El işi, ev işi yaparak, evde de bir sürü eziyet çekerek çocuklarımın ihtiyacını karşılamaya çalışırken bir yandan da onun borçlarını ödedim. Hiç gelip gitmiyordu, çocuklarını dahi görmüyordu. Uzun lafın kısası, yıllarca bu hayatı çektim. Yaptığım hatalardan dolayı çaresiz, güçsüz bütün bunları çekmeye mecburum gibi hissediyordum. 12 yıl bu acılarla çaresizliklerle geçti. Benim iki çocuğum, görümcemin çocuğu, eşimin ilk eşinden olan çocuğu, benden sonra evlendiği eşinden olan çocuklar, kayınvalidem, hepsine ben bakıyordum.
YETER!
Yıllarım böyle itile kalkıla geçti. Çocuklarımın psikolojisi bozuldu. Özel eğitime gidip psikolojik yardım alıyor çocuklarım. Son iki yıldır da ailemle görüşmeme rağmen yine de bir çözüm yolu bulamıyordum.

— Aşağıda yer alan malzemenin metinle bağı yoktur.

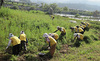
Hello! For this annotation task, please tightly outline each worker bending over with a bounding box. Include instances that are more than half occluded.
[6,33,21,55]
[19,31,28,51]
[49,33,59,40]
[43,33,57,57]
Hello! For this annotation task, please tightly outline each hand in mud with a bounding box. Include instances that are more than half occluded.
[6,47,8,49]
[48,47,50,50]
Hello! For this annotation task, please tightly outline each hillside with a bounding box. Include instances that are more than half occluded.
[58,3,100,11]
[0,7,100,61]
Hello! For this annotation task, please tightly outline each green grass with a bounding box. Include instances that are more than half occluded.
[0,7,100,61]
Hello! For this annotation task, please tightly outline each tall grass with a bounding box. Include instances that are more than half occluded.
[0,7,100,60]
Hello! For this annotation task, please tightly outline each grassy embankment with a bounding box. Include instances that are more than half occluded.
[0,7,100,61]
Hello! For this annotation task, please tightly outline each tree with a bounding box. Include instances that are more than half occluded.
[0,0,4,6]
[50,3,58,12]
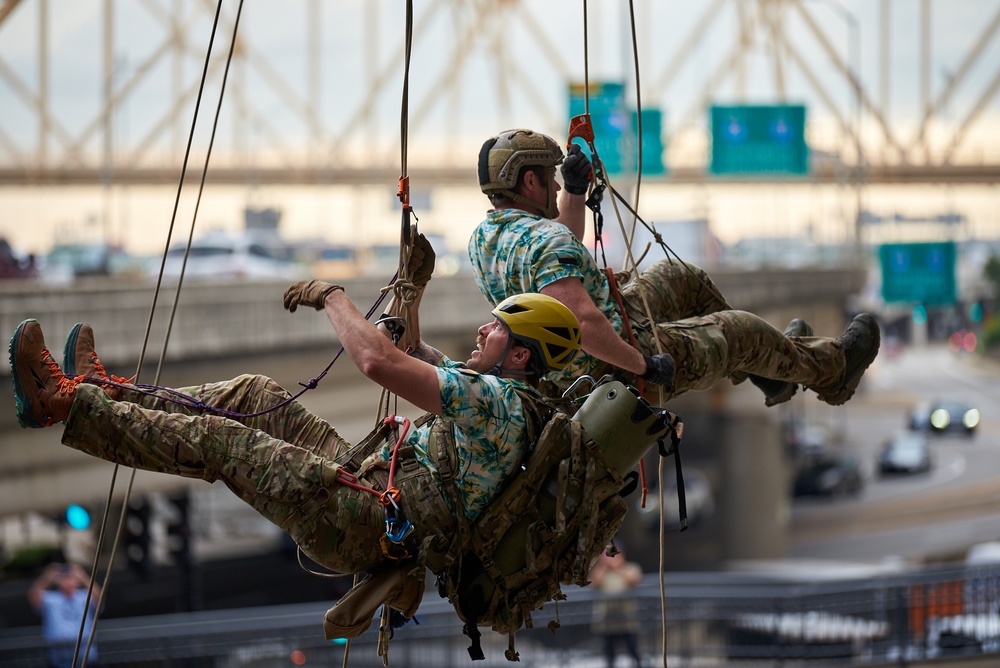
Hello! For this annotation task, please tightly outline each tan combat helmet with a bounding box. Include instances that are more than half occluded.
[479,129,563,218]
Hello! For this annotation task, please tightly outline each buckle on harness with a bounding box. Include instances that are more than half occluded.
[378,534,410,561]
[380,490,414,559]
[385,517,414,545]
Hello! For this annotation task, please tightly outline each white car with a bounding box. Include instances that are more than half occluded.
[151,233,300,279]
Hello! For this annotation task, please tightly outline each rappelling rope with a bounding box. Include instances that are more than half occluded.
[73,0,243,667]
[583,0,676,668]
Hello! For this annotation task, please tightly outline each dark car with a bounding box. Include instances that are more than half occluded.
[877,431,934,475]
[910,399,982,436]
[792,452,865,496]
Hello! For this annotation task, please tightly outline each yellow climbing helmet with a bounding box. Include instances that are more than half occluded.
[493,292,580,375]
[479,129,563,196]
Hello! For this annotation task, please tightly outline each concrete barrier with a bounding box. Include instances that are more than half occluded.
[0,269,864,375]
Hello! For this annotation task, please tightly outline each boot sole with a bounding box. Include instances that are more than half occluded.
[7,318,45,429]
[63,322,83,376]
[764,318,813,408]
[820,320,882,406]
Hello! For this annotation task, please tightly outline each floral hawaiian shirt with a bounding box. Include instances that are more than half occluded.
[469,209,624,386]
[381,359,530,519]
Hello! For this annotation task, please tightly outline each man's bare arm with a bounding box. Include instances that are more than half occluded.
[542,278,646,375]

Bir gün “Yeter artık” dedim. Pendik’te Kadın Dayanışma Derneği’nin olduğunu, kadınların burada birleşip benim çektiğim gibi sıkıntıların üstesinden geldiğini, öğrendim. Kardeşimden de aldığım destekle derneğe gittim. Gittim ve çaresiz olmadığımı anladım, daha güçlüyüm şimdi, daha kararlıyım. O evden ayrılacağım ve çocuklarımla yeni bir hayat kuracağım. Yalnız değildim artık. Benim gibi bir sürü kadın var ve bu kadınlar birleştikçe, sorunlarını paylaştıkça üstesinden gelebileceğini öğrendim. Dernek çok güzeldi ve bu derneğe üye olup, el işi kursları açabileceğimi ifade ettim.
Yeni yaşamda tekrar buluşmak dileğiyle…
Ayşe ÖZTÜRK / Pendik-İSTANBUL
Not: Ayşe’nin okuma yazması olmadığı için anlattıklarını kadın derneğindeki arkadaşları yazıya döktü.